We also had gemstones for our first litter.I'm beginning to think it is a bit of a tradition with the first litter,i know loads of people that used gemstones with their first litter.


----------



## Puppy Love (Jan 10, 2008)

........because they are so presious!!!! Just like our puppies!!! x


----------



## Firedog (Oct 19, 2011)

Now this is Precious.







.
Sorry i'm just so smitten i can't stop putting her picture up.Her name is Precious by the way.


----------



## Puppy Love (Jan 10, 2008)

Wow and she is Precious!!! This is my little dream boy.......Harvey - Devacott Diamond Geezer..........


----------



## kalindra (Jun 23, 2012)

For my Border collie litter, I used the sky as a theme, a couple that I can remember (lol) are Skye's The Limit, Northern Lights and Spirit In The Sky.
For our Shepherd litters, we used a particular letter per litter. Like the E litter (our first) and the X litter - a difficult one! We kept a bitch, Kalindra Xharana (Vanta).


----------



## shetlandlover (Dec 6, 2011)

My litter theme was cold, mummy is Alaskan mist 
Pups were "Alaskan Night", "Alaskan dream", "Alaskan star".


----------



## SpicyBulldog (Jun 30, 2012)

All great and interesting themes/names.



pearltheplank said:


> My little black girl when she started to try and walk looked like Samara climbing out of the well in 'The Ring' and because she was born not breathing, she became Super Samara


Neat I have a Samara! Not because of the girl in the movie though, didn't find out she had that name until after I named my girl. I picked the name because of the meaning and I liked it overall, there were a couple others which were close but I settled on Samara.



kalindra said:


> For my Border collie litter, I used the sky as a theme, a couple that I can remember (lol) are Skye's The Limit, Northern Lights and Spirit In The Sky.
> For our Shepherd litters, we used a particular letter per litter. Like the E litter (our first) and the X litter - a difficult one! We kept a bitch, Kalindra Xharana (Vanta).
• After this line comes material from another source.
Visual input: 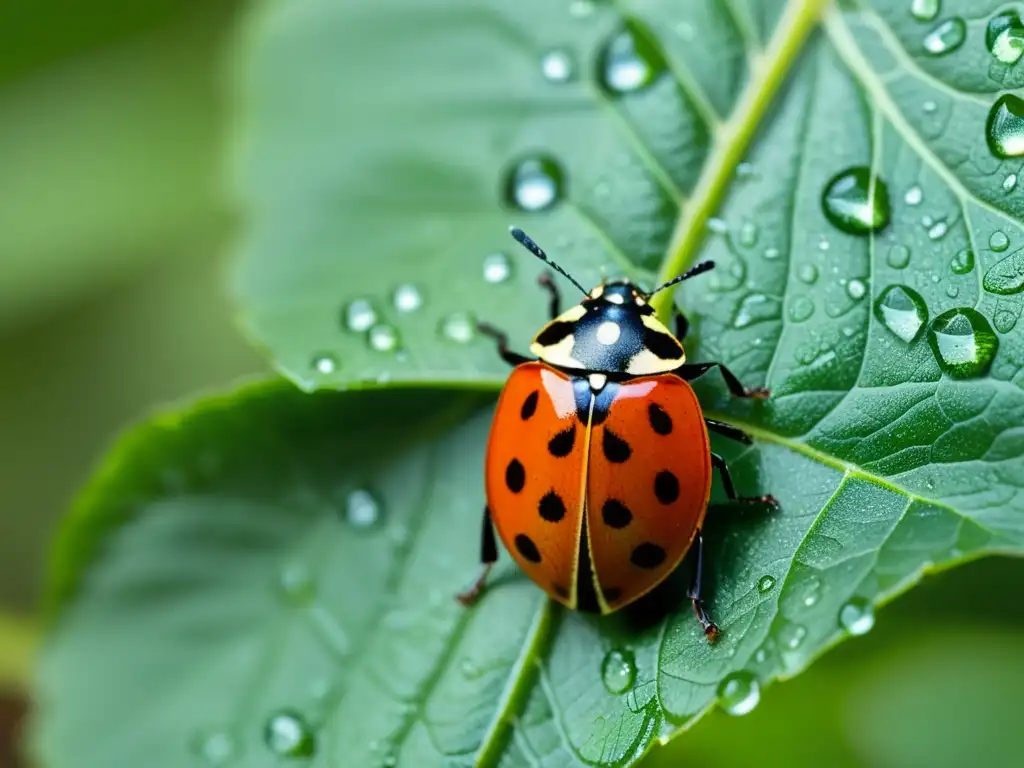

I've got my X litter names picked out. It was a little difficult since not common letter but the internet is a great help with baby names and whatnot. Like the name you picked btw.


----------



## pearltheplank (Oct 2, 2010)

SpicyBulldog said:


> Neat I have a Samara! Not because of the girl in the movie though, didn't find out she had that name until after I named my girl. I picked the name because of the meaning and I liked it overall, there were a couple others which were close but I settled on .


ooh, what does it mean?


----------



## Firedog (Oct 19, 2011)

Puppy Love,your boy is very handsome.


----------



## SpicyBulldog (Jun 30, 2012)

pearltheplank said:


> ooh, what does it mean?


It was said to me "guardian". There was also the alternative I believe Shimara or Shimira (will have to look it up, its been so long).


----------



## Darth (May 18, 2011)

My last litter were the Disney litter,

Snow White, Buz Lightyear, The Lion King etc.

The list to choose from was endless and quite easy for boy names too.

There were quite a few that I liked and didn't use so may use them another time :biggrin:


----------



## SpringerHusky (Nov 6, 2008)

When maya had her pups, I wanted the most random names so decided on objects  with 10 puppies, it was a little difficult :lol: I even got a friend to name one :lol:

Cookie (Now Socks)
Pencil (Now Missey)
Plushie (Now Badger)
Microwave (Now Bear)
Toaster (Now Hilti)
Basket (Was Harry, the pup who passed away last year)
Token (Now Zeb)
Quilt (Now Rusty)
Squeaky toy (Now Kody)
Novel (Now Truffel)

Must say it was fun :lol: just pleased I didn't have to do pedigree names since they was a x, that would be even harder.


----------